Een volgende stap was het professionaliseren van de kredietverlening. Veel leningen werden niet terugbetaald en de bank zat met talrijke ‘dubieuze debiteuren’. Veel leningen waren door vrienden aan vrienden verstrekt – over terugbetalen werd nooit gesproken. Nu wordt een kredietaanvraag beoordeeld door een ander dan degene die het krediet verstrekt. De functies zijn gescheiden en er zijn controlemechanismen ingevoerd. Incompetent en frauderend personeel is ontslagen. Kalkman probeert zijn overwegend jonge werknemers klantvriendelijker te maken. „Ik wil dat we trots zijn op onze bank.”

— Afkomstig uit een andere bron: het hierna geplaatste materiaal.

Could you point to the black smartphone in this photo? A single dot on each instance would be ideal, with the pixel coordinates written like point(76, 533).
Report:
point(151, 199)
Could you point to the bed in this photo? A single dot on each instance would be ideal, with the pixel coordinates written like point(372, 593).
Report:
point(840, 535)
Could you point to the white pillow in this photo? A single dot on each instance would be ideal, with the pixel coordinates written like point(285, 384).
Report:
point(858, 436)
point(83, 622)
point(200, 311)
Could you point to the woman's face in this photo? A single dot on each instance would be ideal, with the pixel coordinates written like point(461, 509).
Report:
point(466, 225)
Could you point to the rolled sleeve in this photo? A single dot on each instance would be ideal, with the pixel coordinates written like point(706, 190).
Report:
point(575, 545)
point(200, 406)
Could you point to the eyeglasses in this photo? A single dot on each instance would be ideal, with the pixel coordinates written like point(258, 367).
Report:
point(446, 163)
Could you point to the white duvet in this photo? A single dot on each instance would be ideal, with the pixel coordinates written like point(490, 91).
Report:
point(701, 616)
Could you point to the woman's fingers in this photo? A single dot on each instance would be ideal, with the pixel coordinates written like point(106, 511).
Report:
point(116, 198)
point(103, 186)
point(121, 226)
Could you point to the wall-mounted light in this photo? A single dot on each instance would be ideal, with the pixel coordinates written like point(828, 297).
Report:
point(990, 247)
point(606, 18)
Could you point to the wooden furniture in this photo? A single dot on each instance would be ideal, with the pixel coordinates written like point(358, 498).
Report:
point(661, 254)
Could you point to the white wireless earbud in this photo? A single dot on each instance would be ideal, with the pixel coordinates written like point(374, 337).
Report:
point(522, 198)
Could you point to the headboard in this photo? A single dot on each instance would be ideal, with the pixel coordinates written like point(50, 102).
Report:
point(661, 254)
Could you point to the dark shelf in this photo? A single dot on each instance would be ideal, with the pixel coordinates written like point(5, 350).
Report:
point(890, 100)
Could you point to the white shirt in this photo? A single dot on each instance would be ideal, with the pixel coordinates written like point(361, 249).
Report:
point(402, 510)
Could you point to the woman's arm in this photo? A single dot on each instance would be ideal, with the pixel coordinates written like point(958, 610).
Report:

Voor Rabobank is de verbintenis met de BPR voor de lange termijn. „Wij doen geen hit-and-run-investeringen.” Winstmaximalisatie is niet het doel, al is de motivatie wel degelijk een commerciële, zegt Kalkman: „We streven naar een stabiele, gezonde winstontwikkeling.” Dat de bank in een half jaar tijd van een half miljoen euro in de min naar 3 miljoen winst ging, is meer dan hij had verwacht.
Maar dividend keert BPR voorlopig nog niet uit. „We moeten eerst nieuwe computers kopen.”